In the wake of a painful export contagion, China was prescribed a heavy dose of stimulus to spend its way out of the slump. The 4-trillion-yuan ($586 billion) program was comparable to 14 percent of the gross domestic product in 2008. For a country with unmatched budget flexibility, the spending spree was reasonable and affordable.

However, one side effect of the remedy is that overcapacity is rearing its ugly head. China's investments in fixed assets have staged a significant run-up since late last year. This gave hope to what would otherwise have been a deeper gloom, but also raised fears over excessive capacity in many sectors. More disturbing, though, is the fact that a rush into big infrastructure projects can easily cause resource wastes, low efficiency and environment damage. In addition, their returns may not be as juicy as expected.

Tackling the overcapacity ailment, while maintaining growth and jobs, remains a top preoccupation and prove to be a truly difficult task. A viable option is to repair the social safety net that offers powerful incentives for consumptions. It will also be necessary to motivate more private investments and propel the small and medium-sized enterprises.

China is seeking to bring exports back to life via tax rebates. Yet, that is far from being a guarantee of a substantial turnaround since U.S. consumers now shy away from spending at all.

Another bottleneck that may choke healthy growth is outpouring liquidity. In an easing monetary environment, the commercial banks directed a flood of low-interest credit into the economy, which helped restart the stalled growth engine.

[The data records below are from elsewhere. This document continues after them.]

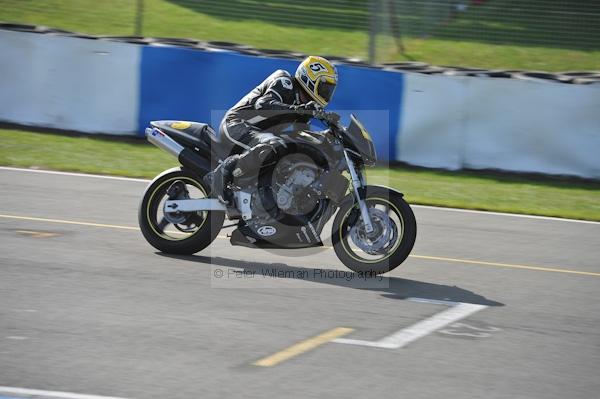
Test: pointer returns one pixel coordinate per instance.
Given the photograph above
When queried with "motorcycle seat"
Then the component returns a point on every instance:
(190, 134)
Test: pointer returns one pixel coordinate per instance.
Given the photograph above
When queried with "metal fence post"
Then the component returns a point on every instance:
(139, 16)
(373, 22)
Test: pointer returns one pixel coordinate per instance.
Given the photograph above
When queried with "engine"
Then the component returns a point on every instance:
(292, 188)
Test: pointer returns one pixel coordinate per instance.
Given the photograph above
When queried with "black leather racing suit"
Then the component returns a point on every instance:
(251, 126)
(271, 107)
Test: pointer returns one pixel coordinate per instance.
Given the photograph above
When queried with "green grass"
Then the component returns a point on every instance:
(471, 190)
(481, 37)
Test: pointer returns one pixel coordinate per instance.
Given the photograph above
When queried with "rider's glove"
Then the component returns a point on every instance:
(310, 108)
(329, 117)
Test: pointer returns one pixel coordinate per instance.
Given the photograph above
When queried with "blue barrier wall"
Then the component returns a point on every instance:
(179, 83)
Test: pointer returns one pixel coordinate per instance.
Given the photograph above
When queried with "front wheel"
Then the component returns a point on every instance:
(177, 232)
(392, 239)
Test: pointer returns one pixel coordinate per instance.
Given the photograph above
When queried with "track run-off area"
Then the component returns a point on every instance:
(488, 305)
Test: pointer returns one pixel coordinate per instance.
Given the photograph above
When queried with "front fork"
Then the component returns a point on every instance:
(359, 186)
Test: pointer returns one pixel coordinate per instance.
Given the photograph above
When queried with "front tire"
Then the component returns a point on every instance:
(182, 234)
(390, 243)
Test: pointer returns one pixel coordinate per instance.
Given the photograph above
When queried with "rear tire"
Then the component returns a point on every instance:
(404, 229)
(207, 224)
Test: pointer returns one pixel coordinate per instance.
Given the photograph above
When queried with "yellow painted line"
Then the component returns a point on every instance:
(510, 265)
(302, 347)
(37, 234)
(111, 226)
(439, 258)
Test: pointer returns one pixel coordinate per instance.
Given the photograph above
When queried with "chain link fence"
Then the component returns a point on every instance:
(385, 26)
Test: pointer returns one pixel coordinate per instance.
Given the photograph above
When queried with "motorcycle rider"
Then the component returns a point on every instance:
(251, 126)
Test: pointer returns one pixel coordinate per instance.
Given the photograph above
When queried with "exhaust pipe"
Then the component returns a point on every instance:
(186, 156)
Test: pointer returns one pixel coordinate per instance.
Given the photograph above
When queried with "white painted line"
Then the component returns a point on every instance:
(51, 394)
(436, 208)
(419, 330)
(55, 172)
(515, 215)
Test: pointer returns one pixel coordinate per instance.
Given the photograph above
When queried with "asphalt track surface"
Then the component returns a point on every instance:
(87, 306)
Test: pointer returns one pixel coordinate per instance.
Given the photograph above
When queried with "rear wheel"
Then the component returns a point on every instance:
(392, 239)
(177, 232)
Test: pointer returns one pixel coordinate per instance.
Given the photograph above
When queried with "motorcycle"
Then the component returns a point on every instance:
(286, 202)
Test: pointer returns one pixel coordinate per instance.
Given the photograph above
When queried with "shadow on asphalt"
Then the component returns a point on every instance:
(390, 287)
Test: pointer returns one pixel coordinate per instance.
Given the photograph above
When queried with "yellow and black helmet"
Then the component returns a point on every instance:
(318, 77)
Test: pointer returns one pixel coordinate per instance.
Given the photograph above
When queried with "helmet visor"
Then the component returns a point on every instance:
(325, 90)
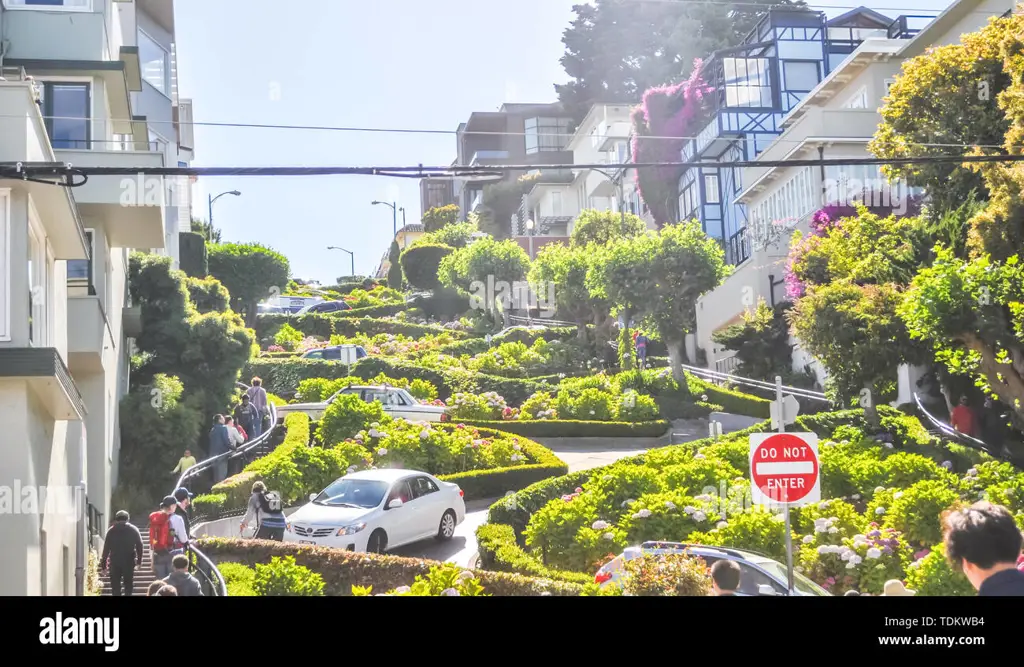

The country has steered clear of inflation so far due to looming overcapacity, but any time soon, the dynamics may change as signaled by the simmering asset bubbles.

Meanwhile, the safety of the vast foreign exchange reserves is also currently at stake. Since China has placed the bulk of its foreign exchange reserves in the low-yielding U.S. Treasury securities, quantitative easing of the U.S. Federal Reserve could inflate the value of those assets. In past months, the Obama administration continued to take up debts, wreaking havoc on its already weak balance sheet. That has added urgency to the question of how to fend off losses of the forex reserves.

All in all, the downturn has provided an opportunity for China to rebalance the economy and adequately address a series of structural problems, such as high reliance on exports, overheating investments and the widening divide between the rich and the poor. Efforts also should be strengthened to set up market-based pricing regimes of power and water, as well as to push ahead with reforms in the education, health care and financial industries.